When contacted by this newspaper about its inquiry into Dr Power's conduct, an IBTS spokeswoman in Dublin said it did not comment on internal personnel matters.

Dr Power, when contacted yesterday, would make no comment.

The IBTS inquiry comes after Dr Power's decision to write to the Taoiseach, Mr Ahern, in October seeking an inquiry into issues affecting the IBTS, including the delay in the provision of a new premises in Cork and what she maintained was the dismantling of the infrastructure of the Munster blood centre.
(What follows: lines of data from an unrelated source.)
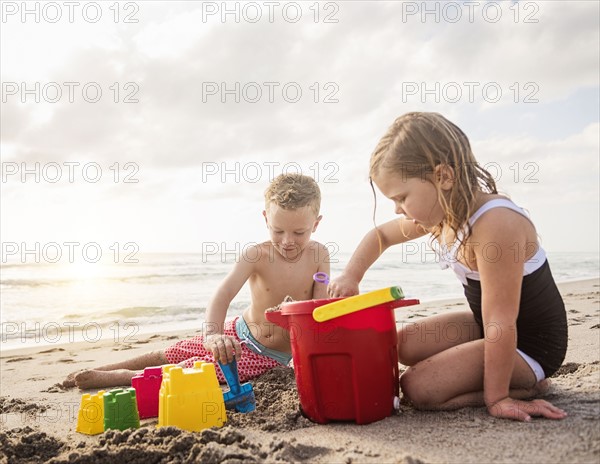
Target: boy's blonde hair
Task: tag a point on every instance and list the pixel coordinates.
(293, 191)
(418, 143)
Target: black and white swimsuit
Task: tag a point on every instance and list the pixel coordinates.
(542, 321)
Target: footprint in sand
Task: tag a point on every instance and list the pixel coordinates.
(56, 388)
(567, 368)
(51, 350)
(27, 358)
(124, 347)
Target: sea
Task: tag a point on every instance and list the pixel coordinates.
(54, 303)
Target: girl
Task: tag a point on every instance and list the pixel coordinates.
(515, 335)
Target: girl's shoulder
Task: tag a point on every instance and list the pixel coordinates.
(498, 214)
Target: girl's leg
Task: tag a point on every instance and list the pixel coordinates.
(454, 378)
(117, 374)
(431, 335)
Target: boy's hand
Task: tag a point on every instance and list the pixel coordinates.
(223, 347)
(510, 408)
(342, 286)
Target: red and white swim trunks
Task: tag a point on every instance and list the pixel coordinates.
(250, 365)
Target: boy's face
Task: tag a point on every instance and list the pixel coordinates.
(290, 229)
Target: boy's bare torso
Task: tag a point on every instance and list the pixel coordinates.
(274, 279)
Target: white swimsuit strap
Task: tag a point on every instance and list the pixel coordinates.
(497, 203)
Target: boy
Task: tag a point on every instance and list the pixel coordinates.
(275, 269)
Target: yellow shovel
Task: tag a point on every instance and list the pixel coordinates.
(356, 303)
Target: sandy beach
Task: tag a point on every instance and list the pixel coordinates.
(38, 416)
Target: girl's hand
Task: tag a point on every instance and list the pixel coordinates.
(342, 286)
(223, 347)
(509, 408)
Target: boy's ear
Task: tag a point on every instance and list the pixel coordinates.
(317, 222)
(444, 175)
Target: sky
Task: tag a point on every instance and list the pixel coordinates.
(155, 126)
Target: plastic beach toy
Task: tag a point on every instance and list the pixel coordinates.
(191, 399)
(240, 396)
(147, 386)
(120, 409)
(357, 303)
(321, 277)
(90, 419)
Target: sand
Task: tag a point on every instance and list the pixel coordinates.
(38, 416)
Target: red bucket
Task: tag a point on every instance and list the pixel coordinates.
(346, 368)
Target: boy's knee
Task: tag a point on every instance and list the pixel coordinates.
(414, 391)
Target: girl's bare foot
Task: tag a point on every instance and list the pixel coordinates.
(93, 378)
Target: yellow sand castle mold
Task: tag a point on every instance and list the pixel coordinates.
(90, 418)
(191, 399)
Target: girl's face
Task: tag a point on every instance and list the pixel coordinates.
(414, 197)
(290, 229)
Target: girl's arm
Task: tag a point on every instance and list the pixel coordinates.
(499, 241)
(222, 346)
(374, 243)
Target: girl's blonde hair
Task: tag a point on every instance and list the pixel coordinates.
(293, 191)
(424, 145)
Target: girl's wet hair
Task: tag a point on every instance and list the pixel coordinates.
(425, 145)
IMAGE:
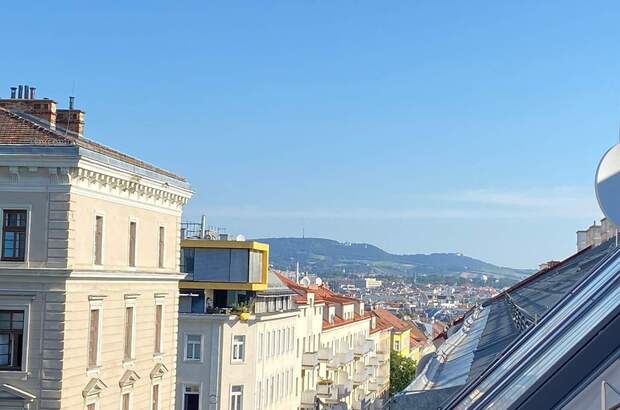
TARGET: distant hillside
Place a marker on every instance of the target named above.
(329, 256)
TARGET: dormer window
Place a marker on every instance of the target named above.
(14, 235)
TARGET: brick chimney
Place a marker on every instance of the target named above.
(23, 100)
(71, 119)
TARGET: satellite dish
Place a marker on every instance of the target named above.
(607, 184)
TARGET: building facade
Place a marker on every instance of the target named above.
(89, 267)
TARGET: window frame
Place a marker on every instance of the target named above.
(130, 302)
(186, 350)
(99, 264)
(183, 392)
(25, 230)
(152, 396)
(159, 350)
(161, 247)
(132, 252)
(16, 207)
(94, 304)
(243, 345)
(130, 400)
(25, 307)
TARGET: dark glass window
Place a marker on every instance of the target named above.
(11, 339)
(14, 235)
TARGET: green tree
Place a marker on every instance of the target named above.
(402, 372)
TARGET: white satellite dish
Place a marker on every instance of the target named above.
(607, 184)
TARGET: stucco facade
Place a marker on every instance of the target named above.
(62, 188)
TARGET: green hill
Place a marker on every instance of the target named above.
(325, 256)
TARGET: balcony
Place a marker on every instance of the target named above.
(360, 377)
(363, 347)
(308, 397)
(345, 357)
(310, 359)
(325, 354)
(344, 389)
(361, 404)
(382, 357)
(327, 391)
(334, 362)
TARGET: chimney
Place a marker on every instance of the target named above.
(43, 109)
(71, 120)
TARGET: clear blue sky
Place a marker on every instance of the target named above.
(452, 126)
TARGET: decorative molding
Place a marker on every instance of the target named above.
(94, 388)
(128, 379)
(127, 188)
(158, 371)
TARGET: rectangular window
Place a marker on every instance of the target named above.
(11, 339)
(159, 312)
(125, 401)
(129, 333)
(193, 347)
(238, 348)
(191, 397)
(236, 398)
(93, 338)
(132, 244)
(161, 248)
(98, 239)
(155, 397)
(14, 235)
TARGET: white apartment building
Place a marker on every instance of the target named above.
(88, 267)
(240, 339)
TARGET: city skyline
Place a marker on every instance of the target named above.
(417, 128)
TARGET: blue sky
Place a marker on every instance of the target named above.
(453, 126)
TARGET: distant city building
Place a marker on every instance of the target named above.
(369, 283)
(596, 234)
(549, 341)
(88, 265)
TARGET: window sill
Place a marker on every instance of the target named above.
(17, 374)
(93, 371)
(128, 363)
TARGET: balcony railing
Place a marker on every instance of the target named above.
(325, 354)
(344, 389)
(310, 359)
(363, 347)
(345, 357)
(308, 397)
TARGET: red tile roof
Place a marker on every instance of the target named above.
(16, 129)
(386, 317)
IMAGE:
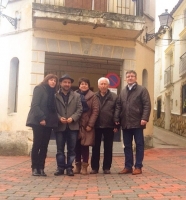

Dr Power was widely praised for exposing the infection of up to 2,000 women with the Hepatitis C virus in the early 1990s.

However, she has been criticised over a delay in informing 28 Munster patients in the early 1990s that they had tested positive for Hepatitis C. The former minister for health Mr Martin promised a new inquiry into this delay but it has not yet been established.

In August 2002 Dr Power told RTÉ's Prime Time that after the Finlay tribunal into the Hepatitis C contamination scandal - before which she admitted she made a mistake in not immediately informing donors of test results - "an official of the Department of Health told a senior colleague of mine that they had me on this issue . . . I was clearly told I would be buried on this issue".

Asked whether she felt she was being targeted because of her role as a whistleblower, she replied: "I can find no other reason." The Department of Health later issued a statement denying it was conducting a vendetta against Dr Power.